Getting under your skin: A video camera that tracks blood flow

Robert Amelard, a University of Waterloo PhD student in systems design engineering, is making headlines with innovative technology that can help identify health problems before they result in a medical emergency. Waterloo Engineering sat down with Amelard to understand how the revolutionary technology works and what inspired him.

Tell us about your research that’s making headlines 

We’ve recently introduced a new portable touchless system that enables whole-body blood flow monitoring using patent-pending technology called Coded Hemodynamic Imaging (CHI). The system could lead to better detection and prevention of cardiovascular issues like heart attacks and strokes.

What inspired you to pursue developing the system?

Imagine a world where we don’t rely on harmful events like a heart attack or stroke to realize that something is wrong. A technology gap exists and I saw the opportunity to propose a solution. I want to play an important role in the movement toward preventive healthcare by developing technology that provides for a more predictive, ongoing approach to monitoring health status. I hope to see this system used to identify early warning signs and really impact people’s quality of life.   

How does it work and is it safe?

Accompanied by a light source, the device uses medical hardware design and digital signal processing to produce data and a visualization of blood pulsing at various parts of the body. More complex than what your typical video camera would capture, the device can see deeper into the skin, highlighting the blood flow. It’s safe - the device relies on the interaction of light with blood. No x-ray radiation or ultrasound, just the type of lights you would experience walking outside on a sunny day. We're actually looking for participants to validate the system so anyone who is interested can e-mail me at ramelard@uwaterloo.ca .

In what scenarios would this device help people?

For older adults this would enable ongoing assessment to identify blood flow problems. It could provide early warning signs of potential blockages. Where contact is an issue, the most vulnerable patients could benefit. Consider infants in neonatal intensive care, patients with painful burns or those with a highly contagious illness. And, with multi-person monitoring capabilities, this technology could have a major impact on emergency rooms and long-term care homes.  

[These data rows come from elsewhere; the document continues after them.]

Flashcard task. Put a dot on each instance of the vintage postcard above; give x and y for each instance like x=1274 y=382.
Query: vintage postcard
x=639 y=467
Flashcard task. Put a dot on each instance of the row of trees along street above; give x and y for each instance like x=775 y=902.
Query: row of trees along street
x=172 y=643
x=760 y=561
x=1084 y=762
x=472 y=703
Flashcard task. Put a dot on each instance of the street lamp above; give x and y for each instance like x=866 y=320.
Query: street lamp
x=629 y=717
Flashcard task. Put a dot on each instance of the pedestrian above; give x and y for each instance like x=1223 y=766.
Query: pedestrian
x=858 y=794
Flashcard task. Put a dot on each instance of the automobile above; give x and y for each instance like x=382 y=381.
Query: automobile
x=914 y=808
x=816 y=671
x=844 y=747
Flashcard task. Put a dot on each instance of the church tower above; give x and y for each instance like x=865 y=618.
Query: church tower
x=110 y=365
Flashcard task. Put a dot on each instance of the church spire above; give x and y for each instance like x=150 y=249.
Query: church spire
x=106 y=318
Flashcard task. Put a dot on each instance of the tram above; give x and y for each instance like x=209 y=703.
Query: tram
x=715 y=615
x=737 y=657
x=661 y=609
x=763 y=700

Anywhere contact is an issue or multiple persons require monitoring simultaneously, this device could be used to gain greater insights into health changes related to the vascular system. I want to see this device help as many people as possible.

Where do you hope to see this device used?

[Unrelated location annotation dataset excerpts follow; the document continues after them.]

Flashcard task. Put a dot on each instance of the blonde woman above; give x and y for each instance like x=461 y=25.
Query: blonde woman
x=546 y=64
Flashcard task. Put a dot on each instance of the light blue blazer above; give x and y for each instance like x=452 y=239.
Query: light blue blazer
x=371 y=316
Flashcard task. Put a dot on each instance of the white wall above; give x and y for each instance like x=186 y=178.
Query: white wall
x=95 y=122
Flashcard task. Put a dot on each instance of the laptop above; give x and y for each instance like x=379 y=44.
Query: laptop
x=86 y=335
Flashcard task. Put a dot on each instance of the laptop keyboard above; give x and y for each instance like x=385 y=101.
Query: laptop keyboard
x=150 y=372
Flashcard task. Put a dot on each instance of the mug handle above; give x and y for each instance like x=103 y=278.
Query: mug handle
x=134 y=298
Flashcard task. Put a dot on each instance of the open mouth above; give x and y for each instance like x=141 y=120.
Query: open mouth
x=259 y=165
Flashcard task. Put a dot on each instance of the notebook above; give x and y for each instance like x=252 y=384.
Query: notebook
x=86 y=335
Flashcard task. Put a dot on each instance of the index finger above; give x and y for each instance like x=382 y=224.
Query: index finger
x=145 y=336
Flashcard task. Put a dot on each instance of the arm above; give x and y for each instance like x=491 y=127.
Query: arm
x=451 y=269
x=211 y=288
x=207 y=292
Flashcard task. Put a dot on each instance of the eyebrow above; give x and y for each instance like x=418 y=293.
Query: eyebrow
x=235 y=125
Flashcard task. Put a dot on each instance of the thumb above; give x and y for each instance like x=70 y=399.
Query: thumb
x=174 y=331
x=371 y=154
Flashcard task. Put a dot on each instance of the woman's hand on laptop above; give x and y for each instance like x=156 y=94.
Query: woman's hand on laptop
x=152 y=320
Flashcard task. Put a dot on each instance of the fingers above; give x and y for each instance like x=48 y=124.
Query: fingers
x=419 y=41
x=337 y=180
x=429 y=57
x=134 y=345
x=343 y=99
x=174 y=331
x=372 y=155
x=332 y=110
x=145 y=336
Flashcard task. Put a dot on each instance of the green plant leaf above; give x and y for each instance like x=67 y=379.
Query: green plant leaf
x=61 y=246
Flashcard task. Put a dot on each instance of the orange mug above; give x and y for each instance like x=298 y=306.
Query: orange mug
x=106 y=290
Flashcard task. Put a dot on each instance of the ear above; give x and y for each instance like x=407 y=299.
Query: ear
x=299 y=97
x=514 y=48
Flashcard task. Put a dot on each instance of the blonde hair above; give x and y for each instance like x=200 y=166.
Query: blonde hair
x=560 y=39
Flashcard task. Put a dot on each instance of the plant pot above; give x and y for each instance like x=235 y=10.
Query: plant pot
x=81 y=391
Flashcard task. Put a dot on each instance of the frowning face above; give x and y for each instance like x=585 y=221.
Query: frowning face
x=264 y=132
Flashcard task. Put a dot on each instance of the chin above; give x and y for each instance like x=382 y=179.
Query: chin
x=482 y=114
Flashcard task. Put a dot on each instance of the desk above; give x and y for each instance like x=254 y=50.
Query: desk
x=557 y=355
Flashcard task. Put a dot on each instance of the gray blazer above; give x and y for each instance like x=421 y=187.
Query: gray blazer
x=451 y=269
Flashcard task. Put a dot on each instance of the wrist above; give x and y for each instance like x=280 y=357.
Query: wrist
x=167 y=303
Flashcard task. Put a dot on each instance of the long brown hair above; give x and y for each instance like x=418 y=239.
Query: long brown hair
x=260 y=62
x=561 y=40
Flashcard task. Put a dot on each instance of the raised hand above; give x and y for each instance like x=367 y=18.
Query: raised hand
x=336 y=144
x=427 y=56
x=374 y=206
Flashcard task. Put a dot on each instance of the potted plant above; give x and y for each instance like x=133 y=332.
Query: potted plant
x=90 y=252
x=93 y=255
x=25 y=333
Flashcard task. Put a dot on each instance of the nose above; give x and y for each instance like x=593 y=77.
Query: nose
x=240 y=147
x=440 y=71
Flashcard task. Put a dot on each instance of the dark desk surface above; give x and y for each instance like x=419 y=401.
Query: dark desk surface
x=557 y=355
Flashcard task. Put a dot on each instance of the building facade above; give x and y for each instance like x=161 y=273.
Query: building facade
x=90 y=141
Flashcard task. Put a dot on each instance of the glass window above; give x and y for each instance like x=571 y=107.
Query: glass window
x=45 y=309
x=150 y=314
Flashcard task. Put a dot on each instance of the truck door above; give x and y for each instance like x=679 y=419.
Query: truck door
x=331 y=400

A: Ultimately, my hope is to see it used in homes and doctor’s offices. In North America, health conditions are typically assessed under an acute healthcare model. In most cases treatment begins after you experience a physical symptom. Sometimes symptoms are reviewed in subjective ways that can vary from one physician to the next.

Getting this technology into the home and clinical environments could support a more preventive approach to managing individual healthcare needs by encouraging detailed health change monitoring.

Why focus on medical applications for imaging technology?

Great advances are being made in healthcare, however, treatment is often only offered once a problem has been identified. The gap still exists between when something starts to go wrong in the body, and when it is diagnosed. Diagnosis usually happens after physical symptoms are experienced. And, after diagnosis, treatment can be delayed by lengthy hospital wait times. I want to help bridge the gap and develop solutions. There is so much we can learn from the body using imaging technology, which could result in better assessment and diagnostic tools.  

Did you work on other ground-breaking technologies prior to your PhD?


Yes, medical applications for imaging technology have been an interest of mine since my undergraduate studies at Waterloo in software engineering. While completing my master’s degree, I developed a framework for image assessment to help doctors better analyze and diagnose potential cases of melanoma. With the support of my supervisors, Alexander Wong and David Clausi, I was able to identify my passion for developing medical imaging systems.